The first instance of the above general question occurs for a kinetically constrained model on the ternary tree \({\mathbb T} ^3\), with the local constraint \(c_x\) requiring at least \(j=2\) of the \(k=3\) children of \(x\) to be vacant. The natural obstacle for the dynamics—previously an infinite ray of \(1\)’s in the \(j=3\) case corresponding to standard percolation—now becomes a binary regular subtree of \({\mathbb T} ^3\) where the configuration is identically equal to one. By the results of Pakes and Dekking [7] (see also [2]), generalizing the work of Chayes et al. [3] for the binary tree, it is known that the associated bootstrap percolation model undergoes a first order phase transition at \(p_c=8/9\), unlike the second order phase transition of percolation. This may therefore suggest that, when \(p\) crosses the critical point \(p_c=8/9\), the relaxation time jumps from \(O(1)\) (cf [19]) to exponential (as e.g. in the Ising model in the setting of a first order phase transition). However, rather natural test functions, like e.g. the indicator of the event that the root is occupied after \(L\) iterations of the bootstrap map, do not support the above scenario and, for \(p=p_c\), still give a bound \(\Omega (L^2)\) on the relaxation time, exactly as in the percolation \(j=3\) case. Numerical simulations for a similar unoriented model [22] also suggest a poly\((L)\) relaxation time. Thus it may be possible that the nature of the phase transition at \(p_c=8/9\) is more subtle than what appears and finding the correct behavior of the relaxation time at criticality remains a very interesting and challenging problem.
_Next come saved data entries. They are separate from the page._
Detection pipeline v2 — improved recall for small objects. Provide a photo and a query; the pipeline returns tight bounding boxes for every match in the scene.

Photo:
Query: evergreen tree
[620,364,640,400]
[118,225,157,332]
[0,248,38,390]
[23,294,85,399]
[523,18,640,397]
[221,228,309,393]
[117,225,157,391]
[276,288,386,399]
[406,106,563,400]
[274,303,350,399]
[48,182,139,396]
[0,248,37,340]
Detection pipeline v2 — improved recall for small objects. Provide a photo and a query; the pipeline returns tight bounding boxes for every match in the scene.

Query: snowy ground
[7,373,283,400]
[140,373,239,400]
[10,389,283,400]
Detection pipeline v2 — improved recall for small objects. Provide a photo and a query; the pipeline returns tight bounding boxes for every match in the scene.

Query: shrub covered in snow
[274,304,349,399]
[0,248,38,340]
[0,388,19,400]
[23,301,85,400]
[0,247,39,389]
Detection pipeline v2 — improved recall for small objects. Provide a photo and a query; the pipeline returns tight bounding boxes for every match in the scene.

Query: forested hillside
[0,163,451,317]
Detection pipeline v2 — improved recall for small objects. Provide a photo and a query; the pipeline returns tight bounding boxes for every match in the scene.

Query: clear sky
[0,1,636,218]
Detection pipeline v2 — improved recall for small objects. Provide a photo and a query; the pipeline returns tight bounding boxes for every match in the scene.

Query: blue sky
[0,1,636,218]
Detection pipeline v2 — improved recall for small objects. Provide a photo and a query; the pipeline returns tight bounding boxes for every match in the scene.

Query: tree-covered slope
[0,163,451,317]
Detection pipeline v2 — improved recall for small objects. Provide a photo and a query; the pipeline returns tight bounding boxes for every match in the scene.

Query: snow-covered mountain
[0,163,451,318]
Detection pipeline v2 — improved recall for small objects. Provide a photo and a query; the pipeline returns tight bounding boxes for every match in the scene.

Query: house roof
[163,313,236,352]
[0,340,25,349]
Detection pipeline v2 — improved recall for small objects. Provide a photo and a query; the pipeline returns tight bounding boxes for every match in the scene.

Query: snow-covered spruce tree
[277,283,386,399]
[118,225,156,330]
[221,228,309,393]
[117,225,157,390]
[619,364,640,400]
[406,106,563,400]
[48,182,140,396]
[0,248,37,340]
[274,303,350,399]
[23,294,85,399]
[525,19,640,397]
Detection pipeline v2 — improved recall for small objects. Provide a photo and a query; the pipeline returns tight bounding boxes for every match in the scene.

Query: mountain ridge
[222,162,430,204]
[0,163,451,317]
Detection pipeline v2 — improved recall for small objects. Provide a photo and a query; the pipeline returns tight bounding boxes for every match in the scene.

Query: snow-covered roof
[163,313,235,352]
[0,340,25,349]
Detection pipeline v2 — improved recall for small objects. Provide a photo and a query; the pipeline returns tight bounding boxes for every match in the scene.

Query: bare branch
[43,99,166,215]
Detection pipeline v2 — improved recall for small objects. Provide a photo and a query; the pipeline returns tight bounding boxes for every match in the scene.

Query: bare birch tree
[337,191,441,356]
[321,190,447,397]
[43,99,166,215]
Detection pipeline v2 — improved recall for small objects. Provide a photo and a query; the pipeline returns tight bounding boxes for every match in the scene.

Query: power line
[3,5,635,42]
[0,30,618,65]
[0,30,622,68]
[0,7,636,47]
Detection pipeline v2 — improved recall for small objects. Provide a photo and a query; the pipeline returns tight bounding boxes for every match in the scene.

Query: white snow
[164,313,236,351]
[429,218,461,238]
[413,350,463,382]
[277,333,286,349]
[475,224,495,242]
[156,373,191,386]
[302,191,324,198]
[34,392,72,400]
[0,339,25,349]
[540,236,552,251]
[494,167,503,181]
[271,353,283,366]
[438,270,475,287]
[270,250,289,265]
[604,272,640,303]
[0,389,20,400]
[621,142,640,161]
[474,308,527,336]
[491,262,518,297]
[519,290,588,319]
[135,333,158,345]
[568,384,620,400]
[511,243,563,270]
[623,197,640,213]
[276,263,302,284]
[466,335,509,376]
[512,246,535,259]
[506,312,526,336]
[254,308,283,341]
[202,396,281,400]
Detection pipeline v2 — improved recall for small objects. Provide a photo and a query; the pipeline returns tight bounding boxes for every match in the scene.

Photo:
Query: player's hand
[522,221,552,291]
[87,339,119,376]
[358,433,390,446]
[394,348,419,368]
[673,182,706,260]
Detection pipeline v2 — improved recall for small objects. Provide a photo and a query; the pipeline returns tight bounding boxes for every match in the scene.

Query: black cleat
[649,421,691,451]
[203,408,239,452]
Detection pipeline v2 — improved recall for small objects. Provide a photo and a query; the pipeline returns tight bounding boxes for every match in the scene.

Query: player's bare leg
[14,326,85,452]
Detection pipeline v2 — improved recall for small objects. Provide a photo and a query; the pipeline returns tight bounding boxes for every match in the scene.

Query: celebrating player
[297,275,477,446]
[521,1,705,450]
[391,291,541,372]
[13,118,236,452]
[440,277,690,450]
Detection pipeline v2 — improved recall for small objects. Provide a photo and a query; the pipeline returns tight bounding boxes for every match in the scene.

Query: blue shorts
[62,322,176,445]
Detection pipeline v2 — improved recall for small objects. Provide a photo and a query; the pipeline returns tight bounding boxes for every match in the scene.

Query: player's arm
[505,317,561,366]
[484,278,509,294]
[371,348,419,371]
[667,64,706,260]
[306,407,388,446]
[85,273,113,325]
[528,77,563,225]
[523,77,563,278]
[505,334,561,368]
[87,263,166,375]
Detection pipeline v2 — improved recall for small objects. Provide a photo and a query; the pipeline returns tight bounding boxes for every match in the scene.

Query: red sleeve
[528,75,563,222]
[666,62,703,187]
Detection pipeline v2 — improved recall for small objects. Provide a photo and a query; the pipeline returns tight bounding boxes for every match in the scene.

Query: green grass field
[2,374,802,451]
(iii) Using the comparison methods of [19, Sect. 4], our results on the relaxation time can be transfered with minimal changes to the un-oriented case defined as follows. On the un-rooted regular tree with degree \(k+1\), consider the kinetically constrained model in which a vertex can be updated iff at least \(k\) of its \(k+1\) neighbors are vacant. The critical value \(p_c\) at which ergodicity breaks down coincides with the critical value of the oriented model on \({\mathbb T} ^k\) considered so far (cf. [19, Theorem 1]). Moreover the relaxation time (on the infinite tree or on finite subtrees with suitable boundary conditions) can be bounded from above and below by the corresponding relaxation time in the oriented case. The comparison between the mixing times is more indirect since one has first to compare the logarithmic Sobolev constants of the two models and then use the general bounds relating the latter to the mixing times (see e.g. [21]).